Australian Universities - Future Directions

Future Directions

The Australian Federal Government which was voted out of office in 2007 (Liberal/National Coalition) and the then Federal Opposition (Labor Party) which is now in government both signaled that the ‘one size fits all’ approach to universities, which emerged from the Dawkins’ reforms, is nearing an end. Universities are being encouraged to find their own niches. The difficulty with this is that the undergraduate and postgraduate programs which prove to be financially lucrative (i.e., profitable) in terms of sustaining the core business of a university are limited (Medicine, Law, Business, Economics and Commerce), and there is a tendency for all universities to pursue high profile areas, rather than invest in high cost areas which have national economic significance (engineering and science). As at April 2007, none of the Australian universities had taken steps for significant cost cutting in administration and rationalization of duplicated services and facilities.

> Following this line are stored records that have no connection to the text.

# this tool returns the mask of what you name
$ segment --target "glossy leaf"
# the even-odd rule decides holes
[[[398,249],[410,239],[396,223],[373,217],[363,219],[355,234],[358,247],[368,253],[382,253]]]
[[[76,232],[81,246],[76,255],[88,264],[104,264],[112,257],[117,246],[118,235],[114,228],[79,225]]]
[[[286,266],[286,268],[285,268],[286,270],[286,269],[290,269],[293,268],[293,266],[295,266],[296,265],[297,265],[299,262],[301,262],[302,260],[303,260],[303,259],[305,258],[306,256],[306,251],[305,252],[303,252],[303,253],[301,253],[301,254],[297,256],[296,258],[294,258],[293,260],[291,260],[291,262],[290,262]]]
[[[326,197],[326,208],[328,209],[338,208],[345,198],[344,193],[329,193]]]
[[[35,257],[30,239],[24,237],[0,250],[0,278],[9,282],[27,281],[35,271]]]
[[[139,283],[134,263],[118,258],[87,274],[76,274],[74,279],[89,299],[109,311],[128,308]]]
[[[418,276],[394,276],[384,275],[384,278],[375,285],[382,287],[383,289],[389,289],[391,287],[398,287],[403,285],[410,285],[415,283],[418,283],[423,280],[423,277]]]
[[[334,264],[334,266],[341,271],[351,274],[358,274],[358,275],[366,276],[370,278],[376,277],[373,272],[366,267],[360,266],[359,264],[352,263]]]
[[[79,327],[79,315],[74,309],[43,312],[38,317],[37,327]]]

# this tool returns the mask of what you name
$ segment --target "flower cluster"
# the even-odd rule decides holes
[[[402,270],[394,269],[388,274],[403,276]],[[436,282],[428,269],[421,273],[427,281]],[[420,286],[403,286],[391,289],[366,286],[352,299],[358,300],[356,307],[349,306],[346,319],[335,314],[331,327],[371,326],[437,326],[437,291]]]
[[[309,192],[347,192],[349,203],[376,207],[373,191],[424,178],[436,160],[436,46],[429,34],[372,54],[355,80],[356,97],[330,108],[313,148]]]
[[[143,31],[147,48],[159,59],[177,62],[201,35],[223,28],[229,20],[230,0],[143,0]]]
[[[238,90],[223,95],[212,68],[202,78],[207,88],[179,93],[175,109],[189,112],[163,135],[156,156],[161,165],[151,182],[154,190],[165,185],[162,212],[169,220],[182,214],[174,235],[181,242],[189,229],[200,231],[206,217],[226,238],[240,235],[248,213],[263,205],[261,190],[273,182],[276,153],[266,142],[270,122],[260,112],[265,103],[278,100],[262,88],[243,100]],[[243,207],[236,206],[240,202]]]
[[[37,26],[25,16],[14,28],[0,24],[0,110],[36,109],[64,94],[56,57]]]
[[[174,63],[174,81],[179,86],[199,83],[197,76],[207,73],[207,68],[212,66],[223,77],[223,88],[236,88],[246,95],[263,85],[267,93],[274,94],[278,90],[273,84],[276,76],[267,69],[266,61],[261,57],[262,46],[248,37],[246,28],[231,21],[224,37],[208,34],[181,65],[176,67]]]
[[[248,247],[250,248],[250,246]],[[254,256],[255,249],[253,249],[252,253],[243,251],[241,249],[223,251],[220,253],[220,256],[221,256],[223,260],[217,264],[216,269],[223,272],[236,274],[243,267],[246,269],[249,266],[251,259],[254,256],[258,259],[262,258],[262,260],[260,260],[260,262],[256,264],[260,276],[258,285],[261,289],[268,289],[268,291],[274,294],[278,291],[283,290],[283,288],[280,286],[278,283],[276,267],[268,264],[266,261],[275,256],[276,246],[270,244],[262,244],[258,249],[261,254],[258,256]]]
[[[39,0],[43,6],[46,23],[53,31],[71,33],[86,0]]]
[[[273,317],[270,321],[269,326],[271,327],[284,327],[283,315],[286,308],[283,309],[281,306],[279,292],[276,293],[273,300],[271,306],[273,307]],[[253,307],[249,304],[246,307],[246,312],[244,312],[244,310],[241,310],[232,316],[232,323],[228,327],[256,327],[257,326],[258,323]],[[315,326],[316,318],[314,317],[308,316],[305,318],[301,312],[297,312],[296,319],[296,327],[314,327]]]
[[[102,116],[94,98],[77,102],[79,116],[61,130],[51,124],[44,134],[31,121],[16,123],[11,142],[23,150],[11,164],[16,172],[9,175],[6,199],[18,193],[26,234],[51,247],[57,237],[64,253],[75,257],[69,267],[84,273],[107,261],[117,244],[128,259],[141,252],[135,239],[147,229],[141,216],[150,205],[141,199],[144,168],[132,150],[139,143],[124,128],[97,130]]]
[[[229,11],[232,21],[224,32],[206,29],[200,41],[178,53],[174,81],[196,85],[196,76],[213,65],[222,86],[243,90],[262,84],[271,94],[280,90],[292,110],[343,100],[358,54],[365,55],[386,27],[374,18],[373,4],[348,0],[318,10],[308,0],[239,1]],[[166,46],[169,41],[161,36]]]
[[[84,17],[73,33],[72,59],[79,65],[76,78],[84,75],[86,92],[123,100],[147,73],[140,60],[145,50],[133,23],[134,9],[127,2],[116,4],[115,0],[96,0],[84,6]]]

Of the current universities, only the University of Melbourne signaled a change in direction in terms of its education. Again, this is based upon increasing income rather than through cost reductions through modern management principles. The so-called ‘Melbourne Model’ was due for implementation in 2008. The objective was to pursue an American-style educational program composed of generic undergraduate degrees which had no professional recognition in Australia, and then follow these with professional postgraduate degrees which do have professional recognition (e.g., Law or Engineering). This strategy would enable the University to by-pass the current Federal Government restrictions on fee-paying undergraduate places by effectively reclassifying former undergraduate programs as a combination of generic undergraduate and professional graduate programs. In its website The University of Melbourne claims that this will provide a broader educational model in line with the so-called Bologna Process Model of education applied in Europe. Opponents claim that identical educational outcomes could be achieved by a five year undergraduate program without the introduction of full-fees. Others claim that the model is more American than European, noting that the 3-year Bologna-style Bachelor degree is focused rather than generalist. The guidelines for a portable European qualification in professional psychology requires 3 years of focused psychology prior to 2 years of advanced specialized psychology. The new Melbourne University Bachelor does not allow for such specialization. It is designed to mimic the American College level Bachelor which is completed with one major and one minor consequent to general education modules.

None of the other G8 universities have signaled any intention to make any fundamental changes to the way in which they function, although some have indicated interest in the Melbourne Model of fee paying education.

Given the positions of both the Federal Government and Federal Opposition, it is clear that universities will change over the coming years. The data from the Melbourne Institute Study (particularly the research output data which the study derived from Government DEST figures and Thomson ISI) highlights the fact that a number of the current universities have insufficient capacity in their chosen disciplines to achieve threshold performance at an international level.